Hey everyone,
I'm facing some challenges with my EKS cluster setup, particularly with the custom ENIConfig. I've set up my VPC with several subnets, but I'm not sure if I'm missing something in the configuration. Here are the subnets I've got:
- **ca-central-1b**: 10.57.230.224/27, subnet-0c4a88a8f1b26bc60
- **ca-central-1a**: 10.57.230.128/27, subnet-0976d07c3c116c470
- **ca-central-1a**: 100.64.0.0/16, subnet-09957660df6e30540
- **ca-central-1a**: 10.57.230.192/27, subnet-0b74d2ecceca8e440
- **ca-central-1b**: 10.57.230.160/27, subnet-021e1b90f8323b00
All CIDRs are already associated, and since I don't have control over the networking aspect, I'll have to build the EKS cluster with these available subnets. I selected the private subnets (10.57.230.128/27 and 10.57.230.160/27) during creation and used the recommended IAM policies, ensuring I'm using the default add-ons.
Once I provisioned the EKS cluster, I followed the instructions in the AWS documentation to enable custom ENIConfig. Given I only have one CIDR block for 100.64.0.0/16 in AZ ca-central-1a, I believe my worker nodes will only deploy in that zone to utilize the secondary ENI for pod networking.
After enabling custom networking and setting up the ENIConfig, I tried creating a node group using just the ca-central-1a subnet, including relevant IAM policies. However, when I create the nodegroup, it gets stuck in the creating state and eventually fails, stating that the nodes cannot join the cluster. I can't extract more info from the web console, but I'm starting to wonder if I need to divide my 100.64.0.0/16 block into two CIDRs across both AZs.

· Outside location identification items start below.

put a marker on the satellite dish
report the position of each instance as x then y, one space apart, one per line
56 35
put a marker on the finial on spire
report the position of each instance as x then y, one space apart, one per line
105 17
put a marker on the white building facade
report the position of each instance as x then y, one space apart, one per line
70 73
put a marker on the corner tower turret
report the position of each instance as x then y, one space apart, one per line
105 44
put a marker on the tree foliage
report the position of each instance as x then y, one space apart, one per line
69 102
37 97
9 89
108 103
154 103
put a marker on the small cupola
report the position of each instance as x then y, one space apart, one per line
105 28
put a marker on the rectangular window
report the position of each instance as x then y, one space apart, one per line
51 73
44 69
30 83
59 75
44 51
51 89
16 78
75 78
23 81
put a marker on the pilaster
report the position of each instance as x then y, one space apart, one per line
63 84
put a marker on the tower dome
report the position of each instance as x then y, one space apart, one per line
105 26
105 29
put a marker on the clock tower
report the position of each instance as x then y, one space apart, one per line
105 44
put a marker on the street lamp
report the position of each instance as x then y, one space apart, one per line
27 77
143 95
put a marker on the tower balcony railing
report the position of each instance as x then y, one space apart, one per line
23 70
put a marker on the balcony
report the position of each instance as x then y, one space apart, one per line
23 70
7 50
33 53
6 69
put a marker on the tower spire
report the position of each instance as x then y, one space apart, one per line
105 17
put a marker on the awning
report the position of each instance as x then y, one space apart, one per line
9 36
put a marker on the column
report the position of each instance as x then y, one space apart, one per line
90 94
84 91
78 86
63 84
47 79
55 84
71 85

Has anyone here run into similar issues? I'm open to any suggestions or fixes! Thanks!
3 Answers
Did you enable custom networking before or after creating the nodes? If it was after, a full rollout of the nodes is necessary, as mentioned in the docs. Also, check the kubelet logs on the nodes for more detailed error messages; they can provide useful insights.
Keep in mind that a /27 CIDR only allows for a limited number of pods. If you're working with a range of /27, you'll be limited to about 28 pods. Just make sure you’re not exceeding that with your settings, or it could cause issues.
No worries there! I plan to use 100.64.0.0/16 for the pod networking with the custom ENIConfig.
First off, double-check your security groups. If the nodes aren't able to communicate properly, that could definitely be the reason they can't join the cluster. Ensure that your cluster can communicate with the security groups attached to your nodes.
I think the security groups are fine since the original nodegroup joined the cluster without issues. After enabling the custom ENIConfig, though, the existing nodes went 'NotReady', and the new group couldn't create.
I created the worker node group after setting up the custom ENI. But I’ll look into the kubelet logs as you suggested!